New difficulties for Vietnam’s textiles and garments


08:26' 13/07/2007 (GMT+7)


VietNamNet Bridge - WTO membership has brought about many advantages for the textile-garment industry of Vietnam. However, new difficulties have emerged.

Textile-garment products are the key export items of Vietnam. The textile-garment industry has posted an average annual growth rate of 20%. Without barriers, growth rate would be 30% per year and the target of US$10-12 billion of export turnover by 2010 is feasible.

However, the growth rate of this industry since the abolition of quotas is low compared to other countries, because of lack of labour and low FOB ratio (under FOB production modality, all input materials are purchased by Vietnamese firms).

FOB: the play field for foreign businesses

It has only been a short period of time since quotas were done away with but the growth rate of the textile-garment sector (20-30%) is a good number, though low compared with China (80%) and Indonesia (48%), because Vietnam still has time to increase the growth rate.

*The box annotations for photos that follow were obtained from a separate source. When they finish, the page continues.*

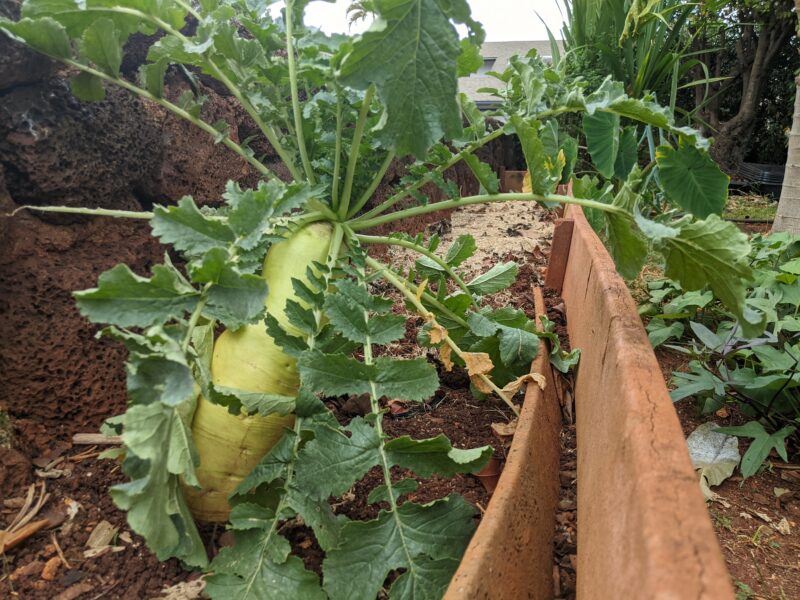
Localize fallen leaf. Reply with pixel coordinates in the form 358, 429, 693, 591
772, 488, 792, 498
42, 556, 61, 581
439, 344, 453, 373
686, 422, 740, 500
461, 352, 494, 376
773, 517, 792, 535
417, 279, 428, 302
469, 375, 494, 394
429, 321, 447, 344
503, 373, 547, 396
492, 419, 517, 437
86, 521, 119, 548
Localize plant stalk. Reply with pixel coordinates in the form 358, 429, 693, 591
284, 0, 316, 185
339, 85, 375, 219
348, 192, 627, 231
356, 234, 480, 309
367, 256, 519, 416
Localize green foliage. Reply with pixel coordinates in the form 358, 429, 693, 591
0, 0, 756, 600
640, 233, 800, 477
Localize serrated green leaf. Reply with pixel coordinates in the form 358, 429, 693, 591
205, 527, 326, 600
444, 233, 478, 267
511, 115, 561, 194
385, 434, 494, 477
0, 17, 72, 58
111, 403, 207, 567
74, 264, 200, 327
322, 496, 474, 600
467, 261, 519, 296
150, 196, 236, 256
139, 58, 169, 98
297, 351, 439, 401
69, 71, 106, 102
325, 294, 406, 344
189, 248, 267, 329
81, 18, 122, 77
367, 479, 419, 504
296, 415, 381, 500
339, 0, 461, 159
463, 154, 500, 194
583, 111, 620, 179
656, 138, 730, 219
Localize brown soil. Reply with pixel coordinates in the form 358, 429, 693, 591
656, 349, 800, 600
0, 181, 574, 600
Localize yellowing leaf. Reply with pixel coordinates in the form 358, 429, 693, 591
416, 279, 428, 302
492, 418, 517, 437
503, 373, 547, 396
439, 344, 453, 372
469, 375, 494, 394
461, 352, 494, 377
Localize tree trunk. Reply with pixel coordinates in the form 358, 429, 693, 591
772, 0, 800, 234
772, 74, 800, 234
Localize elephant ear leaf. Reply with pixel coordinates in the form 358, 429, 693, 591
339, 0, 462, 159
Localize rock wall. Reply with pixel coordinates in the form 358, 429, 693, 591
0, 23, 510, 448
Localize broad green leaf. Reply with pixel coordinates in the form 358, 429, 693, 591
205, 528, 326, 600
464, 154, 500, 194
511, 115, 561, 194
339, 0, 461, 159
69, 71, 106, 102
0, 17, 72, 58
296, 415, 381, 500
150, 196, 236, 256
716, 421, 796, 479
660, 215, 764, 337
467, 261, 519, 296
322, 495, 474, 600
111, 403, 207, 567
74, 264, 200, 327
297, 351, 439, 401
81, 19, 122, 77
444, 233, 477, 267
189, 248, 267, 329
325, 294, 406, 344
583, 112, 620, 179
656, 138, 730, 219
614, 127, 639, 181
385, 434, 494, 477
139, 58, 169, 98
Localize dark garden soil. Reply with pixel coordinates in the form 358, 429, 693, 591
0, 203, 576, 600
656, 348, 800, 600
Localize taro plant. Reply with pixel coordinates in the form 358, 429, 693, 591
0, 0, 762, 599
640, 233, 800, 477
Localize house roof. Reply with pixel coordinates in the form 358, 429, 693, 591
458, 40, 563, 108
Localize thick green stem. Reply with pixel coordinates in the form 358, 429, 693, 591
339, 85, 375, 219
331, 93, 342, 210
348, 192, 625, 231
284, 0, 316, 185
364, 129, 504, 219
62, 58, 276, 179
9, 205, 153, 220
367, 257, 519, 416
347, 150, 396, 219
356, 235, 480, 308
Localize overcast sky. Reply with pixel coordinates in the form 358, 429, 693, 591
278, 0, 561, 42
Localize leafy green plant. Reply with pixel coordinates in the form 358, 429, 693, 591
641, 233, 800, 477
0, 0, 763, 600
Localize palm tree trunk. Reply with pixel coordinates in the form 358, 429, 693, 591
772, 0, 800, 234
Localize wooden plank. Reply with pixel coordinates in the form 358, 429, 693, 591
544, 219, 575, 294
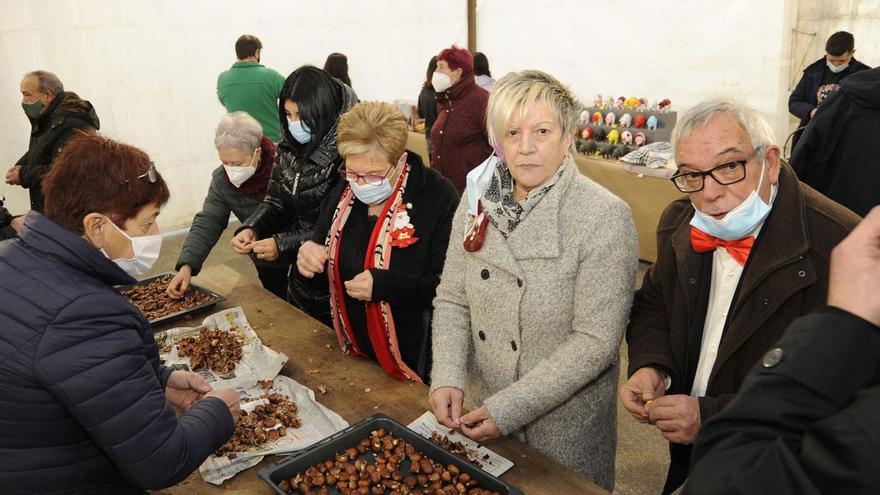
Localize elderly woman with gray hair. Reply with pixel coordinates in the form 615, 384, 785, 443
168, 112, 290, 299
431, 71, 637, 489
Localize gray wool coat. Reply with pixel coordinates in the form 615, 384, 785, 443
431, 157, 638, 489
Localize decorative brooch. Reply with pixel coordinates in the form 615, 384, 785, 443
391, 203, 419, 248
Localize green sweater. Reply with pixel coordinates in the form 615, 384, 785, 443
174, 167, 284, 276
217, 62, 284, 143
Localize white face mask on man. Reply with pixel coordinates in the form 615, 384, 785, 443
101, 217, 162, 277
223, 148, 259, 187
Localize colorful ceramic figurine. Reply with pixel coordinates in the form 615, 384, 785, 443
635, 113, 647, 129
608, 129, 620, 144
584, 139, 598, 155
578, 110, 590, 124
605, 112, 617, 125
636, 132, 648, 147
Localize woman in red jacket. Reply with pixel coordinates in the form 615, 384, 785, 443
431, 45, 492, 196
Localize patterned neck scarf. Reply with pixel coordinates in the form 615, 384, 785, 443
480, 155, 571, 239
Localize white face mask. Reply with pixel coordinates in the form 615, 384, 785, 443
101, 217, 162, 277
431, 71, 452, 93
223, 151, 257, 187
825, 62, 849, 74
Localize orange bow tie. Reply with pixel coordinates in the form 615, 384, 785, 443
691, 227, 755, 266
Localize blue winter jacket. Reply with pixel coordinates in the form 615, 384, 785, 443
0, 211, 234, 494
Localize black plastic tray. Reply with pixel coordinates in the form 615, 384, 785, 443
259, 413, 523, 495
116, 272, 226, 328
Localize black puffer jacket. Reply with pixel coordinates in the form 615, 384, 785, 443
15, 91, 101, 212
0, 211, 235, 495
236, 81, 357, 326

However, the textile-garment industry of Vietnam will have difficulty reaching its desired target in the coming time as most of the enterprises are doing CMT contracts (CMT refers to a production modality where Vietnamese firms are provided with all input materials from foreign buyers).

The FOB ratio is very low, around 20-30%, of the total volume of textile-garment products for export. Input materials are the key to solving the FOB problem. Vietnam currently imports up to 80% of input materials and this is the reason for the failure of Vietnamese firms compared to foreign-invested ones in the FOB playing field.

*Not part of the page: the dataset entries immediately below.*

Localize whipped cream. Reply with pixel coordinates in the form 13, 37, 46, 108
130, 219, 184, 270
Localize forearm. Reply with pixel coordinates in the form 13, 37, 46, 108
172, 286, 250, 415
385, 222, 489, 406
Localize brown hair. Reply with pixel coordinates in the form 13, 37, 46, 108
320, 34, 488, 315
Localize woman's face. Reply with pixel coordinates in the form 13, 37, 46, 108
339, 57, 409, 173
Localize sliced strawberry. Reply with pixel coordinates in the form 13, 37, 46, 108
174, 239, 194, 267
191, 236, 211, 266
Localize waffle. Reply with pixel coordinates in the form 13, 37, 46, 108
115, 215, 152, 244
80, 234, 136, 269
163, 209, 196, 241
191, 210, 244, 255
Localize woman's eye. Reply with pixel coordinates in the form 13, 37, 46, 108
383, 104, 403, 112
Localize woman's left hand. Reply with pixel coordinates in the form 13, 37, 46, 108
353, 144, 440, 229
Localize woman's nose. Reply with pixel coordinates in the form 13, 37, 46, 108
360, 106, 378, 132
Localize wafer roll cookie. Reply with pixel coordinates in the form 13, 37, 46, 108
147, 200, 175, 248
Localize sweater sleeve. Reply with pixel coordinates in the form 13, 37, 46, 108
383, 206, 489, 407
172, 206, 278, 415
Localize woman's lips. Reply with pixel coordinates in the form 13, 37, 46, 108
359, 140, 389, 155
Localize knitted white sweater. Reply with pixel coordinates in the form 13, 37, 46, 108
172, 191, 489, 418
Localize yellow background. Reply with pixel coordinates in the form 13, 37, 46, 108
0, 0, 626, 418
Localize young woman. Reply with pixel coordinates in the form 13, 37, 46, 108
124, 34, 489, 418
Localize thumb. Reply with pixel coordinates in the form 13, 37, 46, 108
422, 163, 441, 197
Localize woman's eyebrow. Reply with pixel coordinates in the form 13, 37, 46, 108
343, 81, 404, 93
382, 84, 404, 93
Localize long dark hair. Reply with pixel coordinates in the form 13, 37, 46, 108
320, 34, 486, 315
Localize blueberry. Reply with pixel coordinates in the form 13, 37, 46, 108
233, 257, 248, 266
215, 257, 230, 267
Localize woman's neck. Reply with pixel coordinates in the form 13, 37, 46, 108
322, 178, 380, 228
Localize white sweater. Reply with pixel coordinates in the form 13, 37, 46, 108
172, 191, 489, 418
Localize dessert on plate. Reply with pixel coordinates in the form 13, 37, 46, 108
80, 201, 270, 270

It is hoped that with many new projects developing on-the-spot material sources, domestic firms will take initiative in raising the FOB ratio. It is forecast that this year, local firms that shift to signing FOB contracts will increase by 5-10%.

Pham Xuan Hong, General Director of the Saigon Garment No3 Company, said that local textile-garment companies could exist only when they produce FOB items. Though their export revenue will increase, the profit of local companies still performing CMT contracts will be low.

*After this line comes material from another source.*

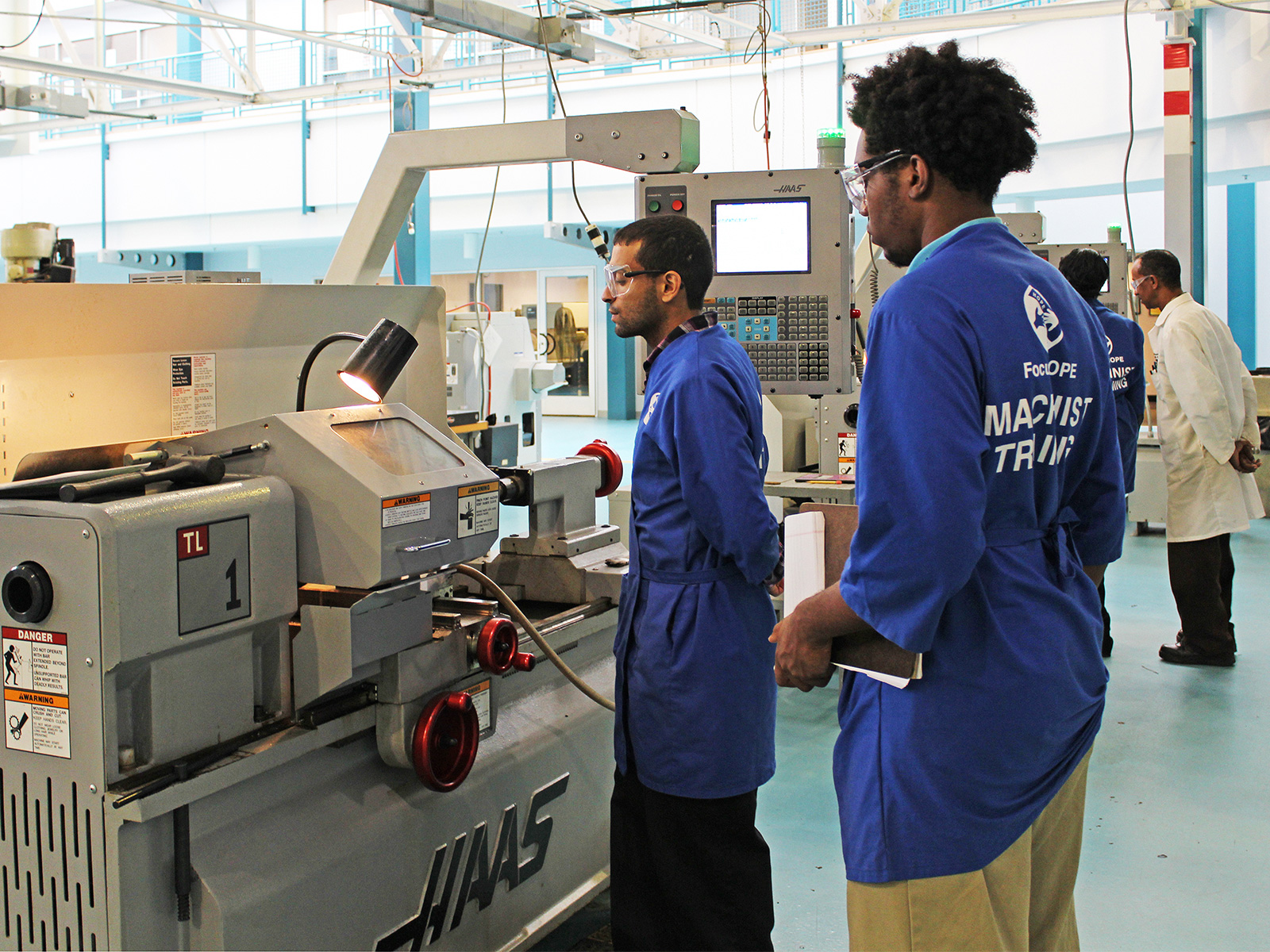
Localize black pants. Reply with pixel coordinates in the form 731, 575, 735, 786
1099, 579, 1111, 658
610, 770, 776, 952
1168, 532, 1236, 655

Textile-garment products no longer attractive to workers

“It is easier to invest in modern equipment than to seek skilled labourers.” That is the common opinion of textile-garment firms and a fact of this industry at present.

Textile-garment companies have been facing difficulties in seeking labour, especially since the lunar New Year (Tet). In HCM City, the monthly average salary has increased to VND1.5 million (US$90) but textile-garment companies can’t easily recruit workers.

American partners have recently asked the Saigon Garment No 2 Company to increase its export output from 80,000 female suits to 100,000-200,000 suits/month but the company current can’t meet the demand because of labour shortage.

Nguyen Huu Toan, the company’s Deputy General Director, said that his firm now lacked around 2,000 workers to fill up 40 production lines at its No 1 factory in Cu Chi District, HCM City. Currently, only 15 production lines are in operation.

In the central province of Quang Ngai, there are seven garment factories but four of them have stopped operating and the main reason is labour shortage. Nearly 3,000 workers are working in the remaining three factories, with a monthly wage of VND800,000 ($50).

Apart from difficulties in purchasing materials and high transport costs to big cities, garment firms here can’t find skilled labourers. Those companies are recruiting workers in a very easy manner but they are still unable to recruit enough workers since the source of labour in the area seems to be exhausted.

A local firm has recently advertised it was recruiting 1,000 garment workers for its factory in Tinh Phong Industrial Zone but it recruited just several dozen workers.

Van Huu Thanh, Director of the Dung Quat Garment Factory, said that his company now needed an additional 500 workers and he had had to visit mountainous communes to recruit workers but couldn’t.

The Vietnamese textile and garment industry has had many advantages since accessing the World Trade Organisation. The biggest difficulties of this sector currently are not orders but the workforce and the ability to increase FOB ratio.